Device Graph Decay: MAID and HEM Freshness Math

Every identity graph carries a decay rate that nobody prints on the catalog sheet. The MAID graph that was 250M unique identifiers a year ago is not 250M reachable-today identifiers — some fraction has fallen out due to app deletion, device replacement, Apple App Tracking Transparency (ATT) opt-outs, and simple cohort aging. The hashed-email (HEM) graph tied to those MAIDs decays on a separate but correlated clock — addresses go dormant, people migrate platforms, and the email-to-identity link rots at a rate that depends on how the graph was built. Buyers who don't account for decay pay for past-tense coverage and are surprised when activation underperforms. This piece is the working math. For the economics framing see MAID graph economics: why identity resolution costs what it costs; for the catalog surface see MAID Feed and Core Email File.

Key Takeaways

  • MAID decay under Apple ATT runs roughly 3-7% per month against the historical cohort — heavier on iOS-skewed app panels, lighter on Android-dominant panels where AAID availability remains closer to pre-privacy-sandbox baseline.
  • HEM decay runs slower — roughly 8-15% per year for addresses that remain in use — but the tail is long, and stale-email programs (inactive addresses still in circulation) inflate apparent graph size without adding reachable users.
  • The FTC's 2024 X-Mode/Outlogic order and related actions accelerated the decay curve by forcing removal of sensitive-category panels — graphs that lost panel partners in 2024 are reporting size numbers that include decay-bound records.
  • Observable-today graph size is the honest denominator for any freshness quote — vendors who only report historical cohort size are depreciating an asset at fixed rate, and buyers should build price steps against observed-reachable counts, not peak-cohort counts.
  • Refresh cadence is the single operational lever that matters — weekly refresh with monthly churn diagnostic outperforms quarterly refresh even at headline-cheaper rates, because the delivered value is against this week's reachable pool, not last quarter's historical cohort.
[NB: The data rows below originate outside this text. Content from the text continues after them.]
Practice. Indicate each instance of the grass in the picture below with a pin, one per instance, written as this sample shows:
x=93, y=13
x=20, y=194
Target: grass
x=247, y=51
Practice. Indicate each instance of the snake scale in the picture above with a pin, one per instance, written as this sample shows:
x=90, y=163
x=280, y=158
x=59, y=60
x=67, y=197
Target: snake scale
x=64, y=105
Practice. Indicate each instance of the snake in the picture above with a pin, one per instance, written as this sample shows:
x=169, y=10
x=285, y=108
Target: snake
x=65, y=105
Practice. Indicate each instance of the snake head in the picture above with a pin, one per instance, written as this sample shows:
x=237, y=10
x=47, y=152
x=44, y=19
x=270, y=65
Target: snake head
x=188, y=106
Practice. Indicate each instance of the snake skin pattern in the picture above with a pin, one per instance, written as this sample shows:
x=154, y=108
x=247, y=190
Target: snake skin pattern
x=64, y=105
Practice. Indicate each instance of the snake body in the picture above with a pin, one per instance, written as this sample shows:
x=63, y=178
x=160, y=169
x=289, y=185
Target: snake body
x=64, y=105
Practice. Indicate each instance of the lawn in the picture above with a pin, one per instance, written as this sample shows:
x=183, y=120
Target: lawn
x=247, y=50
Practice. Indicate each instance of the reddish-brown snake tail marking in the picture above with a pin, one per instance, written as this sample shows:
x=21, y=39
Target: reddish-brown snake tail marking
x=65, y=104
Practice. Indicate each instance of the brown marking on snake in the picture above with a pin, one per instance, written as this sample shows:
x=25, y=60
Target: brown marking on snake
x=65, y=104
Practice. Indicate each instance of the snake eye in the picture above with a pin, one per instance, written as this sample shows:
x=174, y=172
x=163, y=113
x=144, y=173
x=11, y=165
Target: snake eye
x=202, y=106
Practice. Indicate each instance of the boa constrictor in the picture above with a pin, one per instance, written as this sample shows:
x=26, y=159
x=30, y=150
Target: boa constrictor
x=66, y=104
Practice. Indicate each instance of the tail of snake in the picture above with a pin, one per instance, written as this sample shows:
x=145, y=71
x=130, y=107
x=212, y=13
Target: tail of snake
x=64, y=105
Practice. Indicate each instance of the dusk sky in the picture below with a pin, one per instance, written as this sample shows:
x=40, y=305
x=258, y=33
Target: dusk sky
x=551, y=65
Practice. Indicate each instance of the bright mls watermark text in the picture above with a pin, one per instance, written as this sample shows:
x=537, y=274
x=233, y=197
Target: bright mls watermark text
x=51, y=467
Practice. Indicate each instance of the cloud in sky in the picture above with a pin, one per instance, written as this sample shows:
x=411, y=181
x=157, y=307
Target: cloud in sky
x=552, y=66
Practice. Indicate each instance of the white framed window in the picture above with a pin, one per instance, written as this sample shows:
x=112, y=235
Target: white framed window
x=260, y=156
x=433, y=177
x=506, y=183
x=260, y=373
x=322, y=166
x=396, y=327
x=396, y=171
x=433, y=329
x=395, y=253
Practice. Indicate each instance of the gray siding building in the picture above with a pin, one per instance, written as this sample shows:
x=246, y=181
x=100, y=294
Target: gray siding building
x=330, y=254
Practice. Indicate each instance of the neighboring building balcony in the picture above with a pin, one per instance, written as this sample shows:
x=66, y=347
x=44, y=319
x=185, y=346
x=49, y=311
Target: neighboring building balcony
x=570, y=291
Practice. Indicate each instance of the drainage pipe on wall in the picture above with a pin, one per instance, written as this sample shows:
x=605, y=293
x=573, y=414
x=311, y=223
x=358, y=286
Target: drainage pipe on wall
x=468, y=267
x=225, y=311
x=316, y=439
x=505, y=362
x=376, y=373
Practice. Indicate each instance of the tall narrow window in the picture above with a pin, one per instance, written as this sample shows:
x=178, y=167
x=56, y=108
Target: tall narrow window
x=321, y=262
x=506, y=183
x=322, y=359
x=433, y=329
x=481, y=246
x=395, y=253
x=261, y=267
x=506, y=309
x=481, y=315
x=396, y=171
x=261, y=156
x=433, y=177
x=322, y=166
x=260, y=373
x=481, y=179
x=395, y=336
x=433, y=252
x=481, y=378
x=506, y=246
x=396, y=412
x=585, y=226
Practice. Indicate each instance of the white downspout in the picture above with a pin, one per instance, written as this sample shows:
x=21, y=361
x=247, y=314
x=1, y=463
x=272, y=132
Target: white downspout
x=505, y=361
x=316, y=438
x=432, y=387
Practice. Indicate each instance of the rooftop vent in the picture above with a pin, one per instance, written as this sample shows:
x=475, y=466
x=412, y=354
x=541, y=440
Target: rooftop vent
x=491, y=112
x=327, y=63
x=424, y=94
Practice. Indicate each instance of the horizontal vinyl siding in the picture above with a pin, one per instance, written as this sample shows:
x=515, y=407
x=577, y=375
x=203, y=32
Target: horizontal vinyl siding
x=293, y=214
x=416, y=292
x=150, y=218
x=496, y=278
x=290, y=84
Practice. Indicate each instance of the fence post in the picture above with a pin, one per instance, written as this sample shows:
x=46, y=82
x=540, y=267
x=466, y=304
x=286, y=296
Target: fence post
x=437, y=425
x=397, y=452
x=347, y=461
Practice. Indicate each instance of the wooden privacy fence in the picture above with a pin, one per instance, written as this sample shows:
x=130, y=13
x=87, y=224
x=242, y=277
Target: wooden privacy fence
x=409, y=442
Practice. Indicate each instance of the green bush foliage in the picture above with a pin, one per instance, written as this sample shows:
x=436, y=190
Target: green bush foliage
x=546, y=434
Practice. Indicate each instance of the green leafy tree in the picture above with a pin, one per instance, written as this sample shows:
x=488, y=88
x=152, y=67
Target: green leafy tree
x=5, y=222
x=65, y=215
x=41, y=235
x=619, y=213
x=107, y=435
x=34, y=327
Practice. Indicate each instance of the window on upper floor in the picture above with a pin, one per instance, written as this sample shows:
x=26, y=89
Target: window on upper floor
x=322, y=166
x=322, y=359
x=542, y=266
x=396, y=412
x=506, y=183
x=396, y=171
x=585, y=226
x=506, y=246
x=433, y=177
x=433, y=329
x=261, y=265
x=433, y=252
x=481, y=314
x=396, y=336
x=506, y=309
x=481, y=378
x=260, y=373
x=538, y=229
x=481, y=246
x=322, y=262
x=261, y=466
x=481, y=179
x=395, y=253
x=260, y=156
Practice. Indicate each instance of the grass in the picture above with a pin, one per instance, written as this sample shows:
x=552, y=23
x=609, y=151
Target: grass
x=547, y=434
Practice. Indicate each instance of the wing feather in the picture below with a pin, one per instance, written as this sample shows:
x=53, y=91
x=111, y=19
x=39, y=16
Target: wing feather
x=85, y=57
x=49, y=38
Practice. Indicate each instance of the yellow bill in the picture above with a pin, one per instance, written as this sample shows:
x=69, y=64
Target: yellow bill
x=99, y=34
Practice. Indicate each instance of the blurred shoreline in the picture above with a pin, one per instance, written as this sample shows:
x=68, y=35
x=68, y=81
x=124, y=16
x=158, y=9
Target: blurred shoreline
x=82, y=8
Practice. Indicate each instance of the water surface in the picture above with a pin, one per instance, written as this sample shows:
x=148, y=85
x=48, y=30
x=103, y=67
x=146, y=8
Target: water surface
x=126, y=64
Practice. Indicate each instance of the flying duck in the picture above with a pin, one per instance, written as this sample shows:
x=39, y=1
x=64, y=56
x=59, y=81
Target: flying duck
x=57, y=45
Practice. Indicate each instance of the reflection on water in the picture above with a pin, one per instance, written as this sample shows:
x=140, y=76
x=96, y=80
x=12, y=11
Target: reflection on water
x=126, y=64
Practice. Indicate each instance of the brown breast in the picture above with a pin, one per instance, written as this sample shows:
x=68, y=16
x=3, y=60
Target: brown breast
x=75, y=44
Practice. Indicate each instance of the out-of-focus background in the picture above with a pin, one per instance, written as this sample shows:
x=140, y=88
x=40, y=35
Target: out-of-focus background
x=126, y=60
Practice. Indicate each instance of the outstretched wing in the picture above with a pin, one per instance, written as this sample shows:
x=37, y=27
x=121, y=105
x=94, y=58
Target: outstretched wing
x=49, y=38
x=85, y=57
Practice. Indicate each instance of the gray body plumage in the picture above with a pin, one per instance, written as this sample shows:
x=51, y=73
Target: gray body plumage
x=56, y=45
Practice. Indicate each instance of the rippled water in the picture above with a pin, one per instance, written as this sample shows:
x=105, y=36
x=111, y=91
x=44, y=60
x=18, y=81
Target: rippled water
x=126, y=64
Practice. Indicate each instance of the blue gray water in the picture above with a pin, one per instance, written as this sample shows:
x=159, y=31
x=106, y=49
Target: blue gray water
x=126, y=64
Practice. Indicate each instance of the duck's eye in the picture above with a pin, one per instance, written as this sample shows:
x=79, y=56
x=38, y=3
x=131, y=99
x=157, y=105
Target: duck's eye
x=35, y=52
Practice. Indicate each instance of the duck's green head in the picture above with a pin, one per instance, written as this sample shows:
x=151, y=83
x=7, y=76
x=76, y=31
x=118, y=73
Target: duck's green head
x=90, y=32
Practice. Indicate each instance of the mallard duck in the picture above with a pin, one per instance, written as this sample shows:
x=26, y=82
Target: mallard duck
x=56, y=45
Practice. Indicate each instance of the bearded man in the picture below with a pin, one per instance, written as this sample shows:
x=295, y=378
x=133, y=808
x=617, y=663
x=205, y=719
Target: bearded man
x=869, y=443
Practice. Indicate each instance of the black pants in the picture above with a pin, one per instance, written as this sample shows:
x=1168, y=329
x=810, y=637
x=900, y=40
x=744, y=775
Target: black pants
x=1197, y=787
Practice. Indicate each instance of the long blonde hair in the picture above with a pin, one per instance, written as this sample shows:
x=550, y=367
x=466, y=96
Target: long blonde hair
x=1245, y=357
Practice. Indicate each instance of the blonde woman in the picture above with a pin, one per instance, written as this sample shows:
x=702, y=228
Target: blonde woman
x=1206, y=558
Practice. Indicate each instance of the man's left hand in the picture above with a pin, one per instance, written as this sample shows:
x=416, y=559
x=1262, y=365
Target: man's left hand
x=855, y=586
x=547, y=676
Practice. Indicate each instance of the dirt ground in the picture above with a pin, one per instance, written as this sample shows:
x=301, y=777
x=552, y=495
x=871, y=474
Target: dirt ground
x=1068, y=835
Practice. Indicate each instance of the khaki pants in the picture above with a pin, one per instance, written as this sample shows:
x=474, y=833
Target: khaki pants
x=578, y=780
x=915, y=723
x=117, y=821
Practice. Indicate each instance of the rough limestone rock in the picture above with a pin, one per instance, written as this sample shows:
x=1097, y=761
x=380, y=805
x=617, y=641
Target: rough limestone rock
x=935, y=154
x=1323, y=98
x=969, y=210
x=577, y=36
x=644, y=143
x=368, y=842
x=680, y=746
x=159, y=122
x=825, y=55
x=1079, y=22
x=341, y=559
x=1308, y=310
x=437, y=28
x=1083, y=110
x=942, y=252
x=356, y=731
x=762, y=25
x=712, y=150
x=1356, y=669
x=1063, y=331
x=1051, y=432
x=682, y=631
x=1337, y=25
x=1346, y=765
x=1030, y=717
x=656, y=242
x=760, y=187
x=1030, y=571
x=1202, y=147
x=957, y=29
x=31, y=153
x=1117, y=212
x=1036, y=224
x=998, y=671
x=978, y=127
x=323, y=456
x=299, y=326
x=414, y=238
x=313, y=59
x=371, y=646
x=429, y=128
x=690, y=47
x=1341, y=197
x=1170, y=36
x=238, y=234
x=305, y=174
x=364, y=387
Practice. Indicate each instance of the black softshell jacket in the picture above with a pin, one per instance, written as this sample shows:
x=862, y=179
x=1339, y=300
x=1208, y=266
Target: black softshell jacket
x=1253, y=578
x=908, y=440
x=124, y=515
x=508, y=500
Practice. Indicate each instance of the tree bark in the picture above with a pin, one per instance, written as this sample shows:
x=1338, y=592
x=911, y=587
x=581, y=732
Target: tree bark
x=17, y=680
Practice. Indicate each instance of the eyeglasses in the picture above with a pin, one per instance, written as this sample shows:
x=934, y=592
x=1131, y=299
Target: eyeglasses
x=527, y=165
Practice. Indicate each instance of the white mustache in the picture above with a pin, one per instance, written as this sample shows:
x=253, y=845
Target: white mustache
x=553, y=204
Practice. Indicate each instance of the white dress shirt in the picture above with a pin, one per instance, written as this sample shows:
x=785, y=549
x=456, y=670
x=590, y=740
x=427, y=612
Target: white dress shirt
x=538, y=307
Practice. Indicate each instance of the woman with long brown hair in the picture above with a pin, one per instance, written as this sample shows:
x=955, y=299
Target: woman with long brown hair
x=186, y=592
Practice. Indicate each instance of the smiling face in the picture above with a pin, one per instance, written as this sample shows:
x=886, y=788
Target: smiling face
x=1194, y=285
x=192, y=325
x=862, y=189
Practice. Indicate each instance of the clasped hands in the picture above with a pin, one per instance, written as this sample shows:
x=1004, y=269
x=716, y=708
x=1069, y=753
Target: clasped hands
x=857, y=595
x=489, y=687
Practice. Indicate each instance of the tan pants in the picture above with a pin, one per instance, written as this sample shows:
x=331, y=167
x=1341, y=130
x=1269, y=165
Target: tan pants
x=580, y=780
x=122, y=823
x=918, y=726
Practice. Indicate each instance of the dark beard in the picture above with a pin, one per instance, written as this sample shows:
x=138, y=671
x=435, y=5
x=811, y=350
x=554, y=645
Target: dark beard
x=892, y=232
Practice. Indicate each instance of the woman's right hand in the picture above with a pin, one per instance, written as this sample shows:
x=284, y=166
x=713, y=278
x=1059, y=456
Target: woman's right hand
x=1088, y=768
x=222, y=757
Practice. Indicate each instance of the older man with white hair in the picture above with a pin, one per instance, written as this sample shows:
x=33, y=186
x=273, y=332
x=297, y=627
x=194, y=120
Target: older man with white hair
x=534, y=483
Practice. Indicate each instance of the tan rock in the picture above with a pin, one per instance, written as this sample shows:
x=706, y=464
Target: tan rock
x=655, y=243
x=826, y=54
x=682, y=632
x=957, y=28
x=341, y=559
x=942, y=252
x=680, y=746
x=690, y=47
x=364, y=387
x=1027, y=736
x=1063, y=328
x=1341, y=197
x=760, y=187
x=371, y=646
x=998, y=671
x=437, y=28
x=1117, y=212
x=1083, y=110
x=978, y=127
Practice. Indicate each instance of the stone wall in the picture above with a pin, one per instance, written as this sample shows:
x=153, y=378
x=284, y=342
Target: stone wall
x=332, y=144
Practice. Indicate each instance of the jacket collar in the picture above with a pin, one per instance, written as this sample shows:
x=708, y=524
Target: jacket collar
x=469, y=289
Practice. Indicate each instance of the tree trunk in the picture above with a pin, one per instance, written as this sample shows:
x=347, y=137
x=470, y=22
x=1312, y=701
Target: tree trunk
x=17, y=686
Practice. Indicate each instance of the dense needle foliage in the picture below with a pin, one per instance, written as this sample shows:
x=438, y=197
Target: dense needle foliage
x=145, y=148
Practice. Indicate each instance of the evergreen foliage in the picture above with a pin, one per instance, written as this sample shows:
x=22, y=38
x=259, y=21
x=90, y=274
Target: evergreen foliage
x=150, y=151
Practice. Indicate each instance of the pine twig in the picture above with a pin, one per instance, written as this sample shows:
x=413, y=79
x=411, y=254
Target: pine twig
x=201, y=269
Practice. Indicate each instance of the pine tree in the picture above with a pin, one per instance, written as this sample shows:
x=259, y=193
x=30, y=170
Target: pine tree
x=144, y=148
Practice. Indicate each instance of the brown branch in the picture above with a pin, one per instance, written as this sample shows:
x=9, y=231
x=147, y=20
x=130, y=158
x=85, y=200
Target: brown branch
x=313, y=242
MAID Decay Rates Under ATT

The single largest driver of MAID graph decay since 2021 has been Apple's App Tracking Transparency framework, which moved the iOS IDFA from universally-observable to permission-gated. Post-ATT, observable IDFA on iOS is roughly 20-30% of instrumented app sessions, compared to the effectively-100% baseline before ATT rolled out. The operational consequence: the month-over-month decay rate of an iOS-skewed MAID graph is in the 4-7% range, driven by a combination of new device activations with ATT-off-by-default, existing user upgrades to new devices that reset the ATT state, and app deletions. Android-dominant graphs decay slower (roughly 2-4% per month) because Google's AAID remains generally available, though Google's own Privacy Sandbox proposals are slowly migrating the Android ecosystem toward similar constraints. The composition of the graph matters: a graph sourced heavily from iOS gaming apps decays faster than one sourced from Android utility apps, and a graph built on location-panel partners that lost partners in the wake of the FTC X-Mode/Outlogic order decays in step-functions rather than smooth curves. Buyers should ask vendors for the source-mix breakdown and the observed month-over-month decay rate separately.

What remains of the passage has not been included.